Alan Sepinwall of HitFix wrote, "After such an eventful, crazy, borderline apocalyptic stretch of episodes like we've had the last few weeks, it was inevitable and probably necessary that Bryan Fuller would have to ease back on the throttle a bit. The recent pace wasn't sustainable, even in a 13-episode series, unless the plan was for the show to end this year." Mark Rozeman of Paste gave the episode a 9.1 out of 10 and wrote, "'Su-zakana' is exactly the type of episode Hannibal needs at the moment. As great as the last stretch of episodes has been, it's always good for a show to switch up the pacing lest it dry up a juicy storyline via simple overexposure."

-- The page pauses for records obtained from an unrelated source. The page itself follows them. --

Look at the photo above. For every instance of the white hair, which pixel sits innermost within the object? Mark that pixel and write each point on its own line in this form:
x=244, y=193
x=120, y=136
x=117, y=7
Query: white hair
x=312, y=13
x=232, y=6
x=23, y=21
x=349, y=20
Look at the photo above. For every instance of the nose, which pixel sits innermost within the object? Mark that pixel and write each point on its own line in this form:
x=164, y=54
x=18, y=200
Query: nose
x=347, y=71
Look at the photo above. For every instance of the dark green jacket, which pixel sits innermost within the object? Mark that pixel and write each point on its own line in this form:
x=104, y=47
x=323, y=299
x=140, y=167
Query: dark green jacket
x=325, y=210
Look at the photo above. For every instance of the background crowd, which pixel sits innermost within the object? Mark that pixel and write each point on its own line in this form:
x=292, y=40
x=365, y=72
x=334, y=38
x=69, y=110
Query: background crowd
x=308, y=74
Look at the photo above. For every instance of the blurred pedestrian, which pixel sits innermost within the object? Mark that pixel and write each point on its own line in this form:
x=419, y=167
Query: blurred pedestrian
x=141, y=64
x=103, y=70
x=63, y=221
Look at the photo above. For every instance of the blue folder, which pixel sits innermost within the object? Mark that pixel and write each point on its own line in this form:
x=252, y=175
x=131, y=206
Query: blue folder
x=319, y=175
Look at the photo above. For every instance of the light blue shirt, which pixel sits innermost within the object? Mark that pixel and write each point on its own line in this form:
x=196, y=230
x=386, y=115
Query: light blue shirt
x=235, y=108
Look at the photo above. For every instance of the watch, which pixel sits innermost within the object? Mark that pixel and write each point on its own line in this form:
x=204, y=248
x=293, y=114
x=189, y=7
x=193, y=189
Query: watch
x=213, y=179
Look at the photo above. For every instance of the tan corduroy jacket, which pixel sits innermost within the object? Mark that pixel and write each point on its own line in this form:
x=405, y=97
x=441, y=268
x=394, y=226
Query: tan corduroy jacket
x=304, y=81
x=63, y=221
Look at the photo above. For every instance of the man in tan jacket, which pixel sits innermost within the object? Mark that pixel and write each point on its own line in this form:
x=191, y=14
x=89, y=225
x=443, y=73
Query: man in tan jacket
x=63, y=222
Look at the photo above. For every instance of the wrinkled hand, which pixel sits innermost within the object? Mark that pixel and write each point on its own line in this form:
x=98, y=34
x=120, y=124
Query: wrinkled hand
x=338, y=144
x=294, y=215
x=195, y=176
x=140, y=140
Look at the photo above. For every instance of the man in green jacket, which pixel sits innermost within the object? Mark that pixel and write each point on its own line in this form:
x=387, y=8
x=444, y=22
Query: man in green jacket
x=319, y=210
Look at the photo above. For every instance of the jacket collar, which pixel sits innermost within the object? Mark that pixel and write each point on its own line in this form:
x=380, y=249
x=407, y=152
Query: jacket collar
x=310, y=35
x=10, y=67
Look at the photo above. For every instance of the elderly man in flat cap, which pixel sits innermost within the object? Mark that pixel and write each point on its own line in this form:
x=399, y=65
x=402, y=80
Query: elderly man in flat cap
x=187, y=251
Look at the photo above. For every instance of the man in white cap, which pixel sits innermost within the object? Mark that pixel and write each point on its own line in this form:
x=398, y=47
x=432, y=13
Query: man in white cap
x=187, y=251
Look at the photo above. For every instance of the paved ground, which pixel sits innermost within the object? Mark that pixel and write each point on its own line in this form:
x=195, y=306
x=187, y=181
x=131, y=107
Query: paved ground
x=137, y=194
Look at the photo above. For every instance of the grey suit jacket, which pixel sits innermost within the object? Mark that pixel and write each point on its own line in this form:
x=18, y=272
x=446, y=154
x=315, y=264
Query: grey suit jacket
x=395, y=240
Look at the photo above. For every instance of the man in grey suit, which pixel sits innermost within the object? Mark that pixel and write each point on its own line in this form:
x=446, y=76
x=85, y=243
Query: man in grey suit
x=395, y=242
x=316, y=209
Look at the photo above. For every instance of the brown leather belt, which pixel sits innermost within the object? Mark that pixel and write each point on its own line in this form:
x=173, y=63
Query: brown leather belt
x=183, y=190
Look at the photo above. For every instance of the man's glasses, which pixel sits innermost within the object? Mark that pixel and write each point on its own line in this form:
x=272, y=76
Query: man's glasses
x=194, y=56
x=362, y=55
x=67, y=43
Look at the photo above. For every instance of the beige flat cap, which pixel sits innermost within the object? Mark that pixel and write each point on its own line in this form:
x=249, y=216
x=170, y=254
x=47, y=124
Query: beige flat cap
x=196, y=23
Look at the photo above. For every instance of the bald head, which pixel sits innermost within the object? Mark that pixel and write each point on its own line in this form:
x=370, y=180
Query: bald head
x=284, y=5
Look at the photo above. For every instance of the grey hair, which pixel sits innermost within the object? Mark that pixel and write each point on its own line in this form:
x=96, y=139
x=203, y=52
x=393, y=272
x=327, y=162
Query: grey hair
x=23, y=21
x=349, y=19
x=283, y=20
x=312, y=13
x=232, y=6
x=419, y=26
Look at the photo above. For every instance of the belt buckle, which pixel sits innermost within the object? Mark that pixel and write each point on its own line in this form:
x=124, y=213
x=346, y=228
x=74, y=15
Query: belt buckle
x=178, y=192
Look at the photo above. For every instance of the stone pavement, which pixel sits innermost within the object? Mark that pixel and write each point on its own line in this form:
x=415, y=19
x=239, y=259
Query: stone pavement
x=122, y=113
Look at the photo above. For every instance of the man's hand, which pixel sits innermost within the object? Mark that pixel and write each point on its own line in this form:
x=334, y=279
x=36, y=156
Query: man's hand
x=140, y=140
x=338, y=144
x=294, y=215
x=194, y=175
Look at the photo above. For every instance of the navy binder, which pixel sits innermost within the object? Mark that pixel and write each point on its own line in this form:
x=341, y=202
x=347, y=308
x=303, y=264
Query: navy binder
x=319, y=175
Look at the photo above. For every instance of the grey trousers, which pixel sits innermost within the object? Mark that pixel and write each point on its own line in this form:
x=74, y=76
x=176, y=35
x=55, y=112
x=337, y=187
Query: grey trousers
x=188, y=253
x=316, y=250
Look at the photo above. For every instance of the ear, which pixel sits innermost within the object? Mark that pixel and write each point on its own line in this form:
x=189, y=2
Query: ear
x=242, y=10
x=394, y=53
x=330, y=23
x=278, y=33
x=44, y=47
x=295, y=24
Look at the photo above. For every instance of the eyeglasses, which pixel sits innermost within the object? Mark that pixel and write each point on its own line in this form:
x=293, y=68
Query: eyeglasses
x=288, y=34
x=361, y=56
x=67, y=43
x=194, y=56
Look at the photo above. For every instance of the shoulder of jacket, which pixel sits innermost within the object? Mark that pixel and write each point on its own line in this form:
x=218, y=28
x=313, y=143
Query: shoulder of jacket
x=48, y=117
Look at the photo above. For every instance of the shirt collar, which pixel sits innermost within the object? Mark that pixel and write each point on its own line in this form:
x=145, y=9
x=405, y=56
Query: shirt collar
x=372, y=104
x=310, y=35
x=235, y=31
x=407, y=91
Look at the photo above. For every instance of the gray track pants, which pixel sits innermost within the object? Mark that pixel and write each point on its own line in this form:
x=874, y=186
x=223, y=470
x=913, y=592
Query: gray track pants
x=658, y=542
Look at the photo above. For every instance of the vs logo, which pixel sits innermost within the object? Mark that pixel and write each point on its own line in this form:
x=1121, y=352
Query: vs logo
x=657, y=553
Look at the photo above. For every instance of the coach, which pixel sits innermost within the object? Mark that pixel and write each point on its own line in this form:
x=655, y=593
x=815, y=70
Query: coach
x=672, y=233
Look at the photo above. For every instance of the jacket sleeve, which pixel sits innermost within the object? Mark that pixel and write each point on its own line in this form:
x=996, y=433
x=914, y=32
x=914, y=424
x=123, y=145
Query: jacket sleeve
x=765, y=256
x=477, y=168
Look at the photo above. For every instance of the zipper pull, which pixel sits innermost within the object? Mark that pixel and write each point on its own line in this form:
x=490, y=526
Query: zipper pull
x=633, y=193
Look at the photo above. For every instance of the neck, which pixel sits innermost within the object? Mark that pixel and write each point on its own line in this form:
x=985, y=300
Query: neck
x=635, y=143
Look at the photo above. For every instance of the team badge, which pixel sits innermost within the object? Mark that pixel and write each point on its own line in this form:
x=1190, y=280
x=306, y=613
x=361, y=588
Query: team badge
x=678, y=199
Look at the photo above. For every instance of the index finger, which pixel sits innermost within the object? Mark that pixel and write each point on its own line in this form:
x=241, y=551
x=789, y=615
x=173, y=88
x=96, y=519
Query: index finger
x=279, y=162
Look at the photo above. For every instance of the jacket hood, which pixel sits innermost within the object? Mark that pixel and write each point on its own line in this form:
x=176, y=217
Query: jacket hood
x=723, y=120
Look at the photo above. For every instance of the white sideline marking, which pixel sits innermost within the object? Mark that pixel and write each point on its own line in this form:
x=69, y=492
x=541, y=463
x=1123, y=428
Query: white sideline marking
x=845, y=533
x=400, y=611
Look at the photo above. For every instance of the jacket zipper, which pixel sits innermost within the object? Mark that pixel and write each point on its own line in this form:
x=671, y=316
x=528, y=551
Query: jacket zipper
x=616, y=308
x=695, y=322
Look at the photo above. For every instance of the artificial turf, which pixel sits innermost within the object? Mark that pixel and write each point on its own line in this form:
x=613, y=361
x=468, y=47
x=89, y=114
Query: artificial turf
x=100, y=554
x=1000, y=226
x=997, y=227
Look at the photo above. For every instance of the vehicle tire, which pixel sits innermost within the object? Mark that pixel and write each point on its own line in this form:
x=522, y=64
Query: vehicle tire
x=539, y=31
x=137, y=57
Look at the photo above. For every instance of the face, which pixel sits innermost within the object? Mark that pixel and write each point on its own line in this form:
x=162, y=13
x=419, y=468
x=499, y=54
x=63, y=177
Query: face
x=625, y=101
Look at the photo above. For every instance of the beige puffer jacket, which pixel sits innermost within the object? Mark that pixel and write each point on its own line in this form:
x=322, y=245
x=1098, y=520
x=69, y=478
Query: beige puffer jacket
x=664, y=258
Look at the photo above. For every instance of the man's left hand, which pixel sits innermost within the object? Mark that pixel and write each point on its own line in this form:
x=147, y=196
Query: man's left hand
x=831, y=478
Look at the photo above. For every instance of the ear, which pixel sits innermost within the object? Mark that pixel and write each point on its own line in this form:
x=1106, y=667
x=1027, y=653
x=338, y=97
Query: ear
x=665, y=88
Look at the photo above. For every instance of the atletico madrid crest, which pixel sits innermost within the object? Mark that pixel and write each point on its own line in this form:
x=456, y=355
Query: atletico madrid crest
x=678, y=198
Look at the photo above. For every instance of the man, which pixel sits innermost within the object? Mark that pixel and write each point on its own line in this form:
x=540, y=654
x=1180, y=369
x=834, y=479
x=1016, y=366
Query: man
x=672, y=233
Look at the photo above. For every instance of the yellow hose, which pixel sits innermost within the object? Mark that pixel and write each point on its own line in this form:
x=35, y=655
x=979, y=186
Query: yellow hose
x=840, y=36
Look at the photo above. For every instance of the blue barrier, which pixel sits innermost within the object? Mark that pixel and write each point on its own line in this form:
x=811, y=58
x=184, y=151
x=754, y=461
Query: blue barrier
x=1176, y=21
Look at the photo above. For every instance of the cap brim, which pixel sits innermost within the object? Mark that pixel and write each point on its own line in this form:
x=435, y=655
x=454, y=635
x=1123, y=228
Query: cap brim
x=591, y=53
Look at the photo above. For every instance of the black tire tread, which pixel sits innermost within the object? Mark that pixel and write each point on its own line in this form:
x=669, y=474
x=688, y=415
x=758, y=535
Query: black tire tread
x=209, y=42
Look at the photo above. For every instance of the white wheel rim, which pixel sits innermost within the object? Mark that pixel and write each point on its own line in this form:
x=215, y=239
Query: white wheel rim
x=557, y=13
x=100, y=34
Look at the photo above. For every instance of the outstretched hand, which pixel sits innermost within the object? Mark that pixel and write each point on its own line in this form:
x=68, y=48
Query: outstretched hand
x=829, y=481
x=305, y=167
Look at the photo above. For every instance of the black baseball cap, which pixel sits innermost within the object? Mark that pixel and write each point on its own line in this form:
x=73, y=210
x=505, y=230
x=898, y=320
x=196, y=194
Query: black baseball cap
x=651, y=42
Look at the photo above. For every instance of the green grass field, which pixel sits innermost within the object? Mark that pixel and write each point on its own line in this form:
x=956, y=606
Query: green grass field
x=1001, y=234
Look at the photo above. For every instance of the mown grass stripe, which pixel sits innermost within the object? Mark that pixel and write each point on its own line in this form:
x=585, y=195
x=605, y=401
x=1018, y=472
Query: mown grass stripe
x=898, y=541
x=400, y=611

Gerri Mahn of Den of Geek gave the episode a 4 star rating out of 5 and wrote, "This week's episode is practically overflowing with layers and layered meaning; albeit the layers take one helluva interesting … shape." Nick McHatton of TV Fanatic gave the episode a 4.8 star rating out of 5 and wrote, "Like a phoenix rising from the ashes signifying rebirth (or a bird escaping a woman's corpse stuffed into a horse), so too does Will Graham rise from his own ashes to revive his quest against Hannibal. The game of cat and mouse between Hannibal and Will is largely over. As 'Su-zakana' demonstrates, it's all about mind games now."